Tuesday, January 8, 2008

BCS a bust once again

The college football season is over, and folks down in Baton Rouge are likely still celebrating more than a day after embarrassing Ohio State. After watching Les Miles take the most talented team in the country and do everything in his power to prevent the Tigers from winning a national championship during the regular season, The Hat looked like a coach anyone would be proud to have on their sideline Monday night.
The 2007 college football season was the most unpredictable anyone can remember, and it’s only fitting that the Bowl Championship Series had possibly its worst showing since it first marred the college football landscape in 1998. The Rose Bowl stunk. Sugar Bowl was rotten. Fiesta Bowl was a bust. Orange Bowl was watchable, even though Kansas — despite winning — didn’t deserve to be there.
The “championship” game only proved what most of us already knew:
• Ohio State is overrated. The Buckeyes were rewarded by the BCS for playing in a weak Big 10 Conference and for rolling through an even softer non-conference schedule.
• The SEC is better than the Big 10. OSU faced real adversity twice this season — against Illinois and LSU — and both times the Buckeyes crumbled. LSU was pushed to its limit almost every week during SEC action. The Tigers need late-game heroics to beat Florida, Auburn and Alabama. Twice they were taken to triple overtime. Do you really think a 10-0 first quarter deficit Monday night had the Tigers worried?
• The BCS doesn’t work, and FBC conferences need a playoff system. University of Georgia president Michael Adams, at the risk of looking like a sore loser, came out Monday advocating an eight-team playoff. His is only the first domino, and many more will need to fall before something changes.

• I don’t care if Roger Clemens used steroids, and, frankly, I don’t care if he’s lying about it now. Professional baseball over the past 20 years will forever be known as the Steroid Era. Everyone who played, whether they used performance-enhancing drugs or not, will have that shadow cast over their legacy. What bothers me is the old-school baseball writers who are now playing judge, jury and executioner with players’ legacies without looking in the mirror. If they had been doing their job as journalists and reporters, steroid use in baseball would have been exposed years ago. With the unique clubhouse access available to them, baseball’s writers either knew about it and said nothing, or were grossly negligent if they were unaware. At the very least, they heard the rumors and are just as guilty as the team executives that turned a blind eye.

• Speaking of bitter old men, I never have, and probably never will, understand baseball Hall of Fame voters. What did Goose Gossage do during the past 12 months to make him HOF worthy? After eight years of not having what it takes, suddenly Goose is good enough?

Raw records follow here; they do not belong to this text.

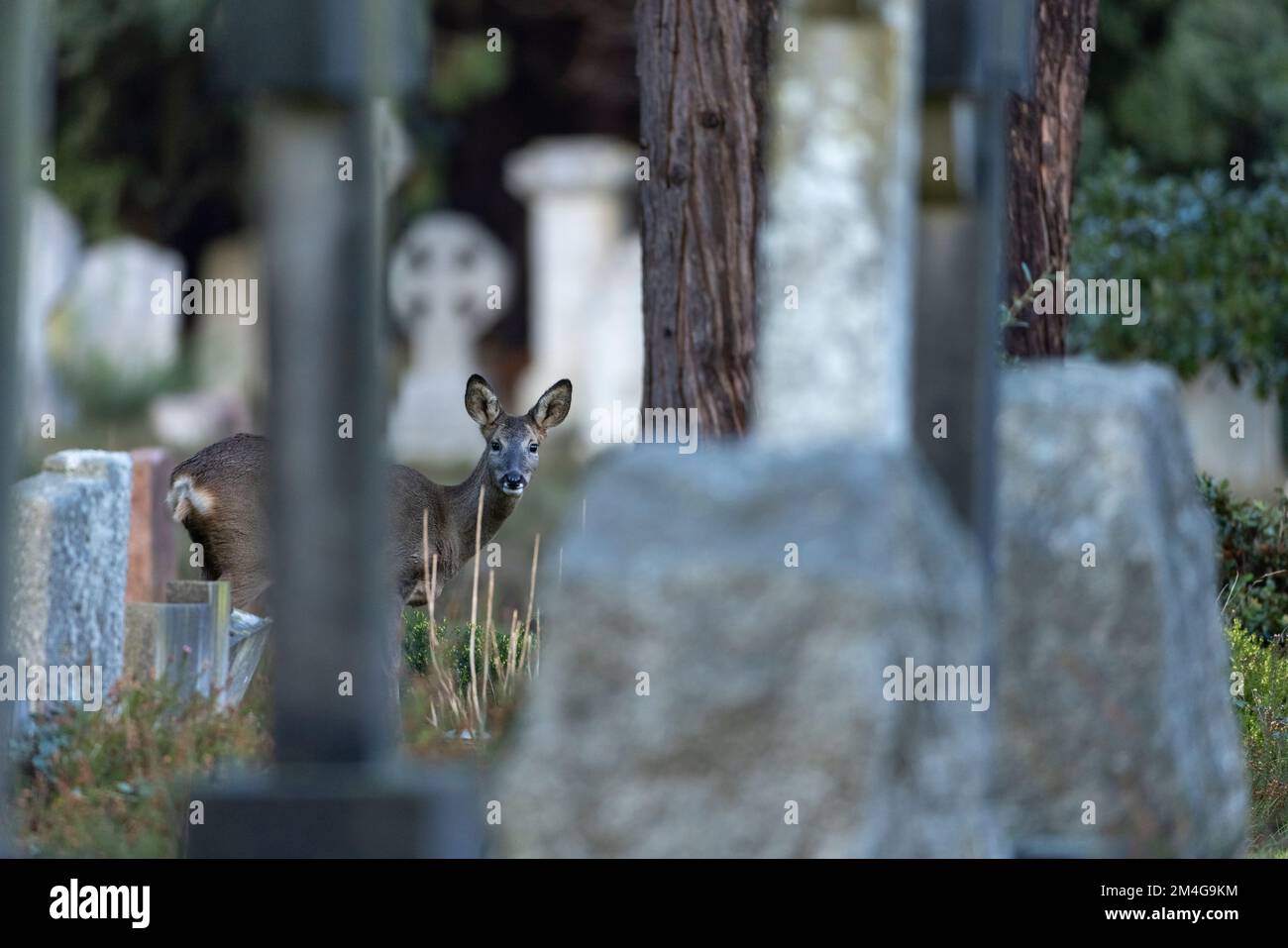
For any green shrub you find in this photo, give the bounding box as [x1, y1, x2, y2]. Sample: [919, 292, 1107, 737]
[1069, 155, 1288, 396]
[403, 612, 520, 690]
[1199, 474, 1288, 643]
[1227, 617, 1288, 851]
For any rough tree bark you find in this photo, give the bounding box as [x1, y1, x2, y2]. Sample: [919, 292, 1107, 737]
[1005, 0, 1098, 357]
[635, 0, 773, 434]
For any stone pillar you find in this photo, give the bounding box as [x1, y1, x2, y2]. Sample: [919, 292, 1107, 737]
[505, 137, 643, 425]
[757, 0, 921, 446]
[9, 451, 132, 726]
[125, 448, 175, 603]
[493, 0, 1002, 857]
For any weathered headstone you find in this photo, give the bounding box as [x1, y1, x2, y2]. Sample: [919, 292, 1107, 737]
[18, 189, 81, 433]
[125, 448, 175, 603]
[51, 237, 183, 386]
[1181, 366, 1284, 498]
[505, 136, 641, 433]
[191, 233, 270, 427]
[997, 362, 1246, 857]
[493, 0, 1002, 857]
[389, 211, 511, 460]
[757, 3, 921, 445]
[188, 0, 483, 857]
[9, 451, 132, 726]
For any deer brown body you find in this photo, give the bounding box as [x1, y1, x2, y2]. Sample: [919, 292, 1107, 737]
[166, 374, 572, 613]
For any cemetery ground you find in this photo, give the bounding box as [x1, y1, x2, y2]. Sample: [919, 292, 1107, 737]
[7, 459, 1288, 858]
[12, 440, 583, 858]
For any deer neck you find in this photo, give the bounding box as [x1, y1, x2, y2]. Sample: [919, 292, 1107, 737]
[447, 448, 520, 563]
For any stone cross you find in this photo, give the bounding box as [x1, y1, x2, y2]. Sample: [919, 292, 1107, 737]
[389, 211, 512, 460]
[505, 136, 643, 412]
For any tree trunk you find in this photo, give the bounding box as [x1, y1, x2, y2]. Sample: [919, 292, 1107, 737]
[1006, 0, 1098, 357]
[635, 0, 772, 435]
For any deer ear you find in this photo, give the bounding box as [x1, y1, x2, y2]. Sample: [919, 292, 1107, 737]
[465, 374, 501, 428]
[528, 378, 572, 430]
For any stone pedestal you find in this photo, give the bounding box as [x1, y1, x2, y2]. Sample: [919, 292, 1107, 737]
[490, 446, 1004, 858]
[996, 362, 1246, 857]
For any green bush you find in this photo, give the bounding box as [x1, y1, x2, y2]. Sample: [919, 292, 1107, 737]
[1227, 618, 1288, 853]
[1069, 155, 1288, 398]
[403, 610, 522, 693]
[1199, 474, 1288, 643]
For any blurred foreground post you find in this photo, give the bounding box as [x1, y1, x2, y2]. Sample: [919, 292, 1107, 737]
[0, 0, 40, 857]
[189, 0, 482, 857]
[498, 0, 1001, 857]
[912, 0, 1037, 554]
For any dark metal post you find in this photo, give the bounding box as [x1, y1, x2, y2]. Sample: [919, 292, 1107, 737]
[912, 0, 1029, 562]
[189, 0, 482, 855]
[0, 0, 40, 855]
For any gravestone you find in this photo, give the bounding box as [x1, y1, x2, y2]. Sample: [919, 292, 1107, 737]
[757, 3, 919, 445]
[492, 0, 1002, 857]
[125, 579, 232, 695]
[389, 211, 511, 460]
[189, 232, 270, 430]
[9, 451, 132, 728]
[125, 448, 175, 603]
[18, 189, 81, 434]
[505, 136, 641, 434]
[51, 237, 183, 387]
[188, 0, 485, 858]
[1181, 366, 1284, 498]
[997, 362, 1246, 857]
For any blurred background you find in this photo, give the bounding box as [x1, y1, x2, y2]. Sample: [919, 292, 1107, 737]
[7, 0, 1288, 854]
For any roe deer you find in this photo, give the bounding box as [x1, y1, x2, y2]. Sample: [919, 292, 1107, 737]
[166, 374, 572, 612]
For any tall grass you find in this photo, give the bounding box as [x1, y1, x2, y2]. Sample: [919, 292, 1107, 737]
[403, 523, 541, 752]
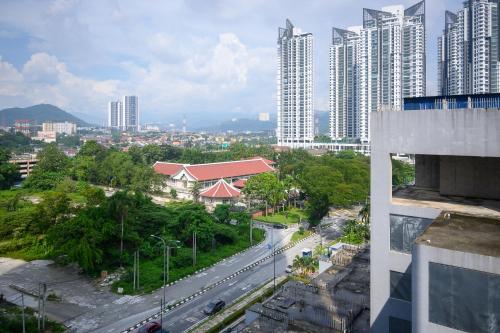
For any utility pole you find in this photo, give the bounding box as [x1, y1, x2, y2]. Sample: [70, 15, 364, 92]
[37, 282, 42, 332]
[318, 221, 323, 251]
[193, 231, 196, 266]
[134, 251, 137, 291]
[21, 293, 26, 333]
[42, 283, 47, 331]
[160, 299, 163, 329]
[151, 235, 167, 312]
[271, 228, 276, 295]
[250, 218, 253, 246]
[120, 212, 124, 267]
[134, 250, 139, 291]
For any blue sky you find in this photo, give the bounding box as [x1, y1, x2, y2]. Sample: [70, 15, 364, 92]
[0, 0, 462, 124]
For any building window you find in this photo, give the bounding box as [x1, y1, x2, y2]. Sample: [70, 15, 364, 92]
[429, 262, 500, 333]
[390, 214, 433, 253]
[390, 271, 411, 302]
[389, 317, 411, 333]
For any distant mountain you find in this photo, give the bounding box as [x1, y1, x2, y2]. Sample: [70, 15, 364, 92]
[314, 110, 330, 134]
[199, 110, 329, 134]
[71, 112, 107, 126]
[200, 119, 276, 133]
[0, 104, 89, 127]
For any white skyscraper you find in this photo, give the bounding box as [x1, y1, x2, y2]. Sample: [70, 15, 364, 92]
[108, 96, 139, 132]
[276, 20, 314, 147]
[438, 0, 500, 95]
[330, 1, 426, 142]
[330, 27, 360, 140]
[108, 101, 123, 130]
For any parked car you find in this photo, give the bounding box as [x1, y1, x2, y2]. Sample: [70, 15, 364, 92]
[203, 299, 226, 316]
[138, 321, 169, 333]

• Big-time Division I football is the only sport where it’s acceptable for people to argue: “they’re not even the best team in the conference, so they don’t deserve to play for the national title? Why not? Basketball allows every single conference champion, as well as with more than 30 others teams who didn’t finish first in their league, play for the championship. Along the way, March Madness has become the greatest sporting event in America. The College World Series, along with its regional and super regional rounds, provides a similar format that is just as exciting for college baseball followers.
Missouri, West Virginia, USC and Georgia all have better football teams than Ohio State this season, as did Kansas, Virginia Tech and Oklahoma. Throw in LSU, and that sounds like a pretty great — and simple — playoff.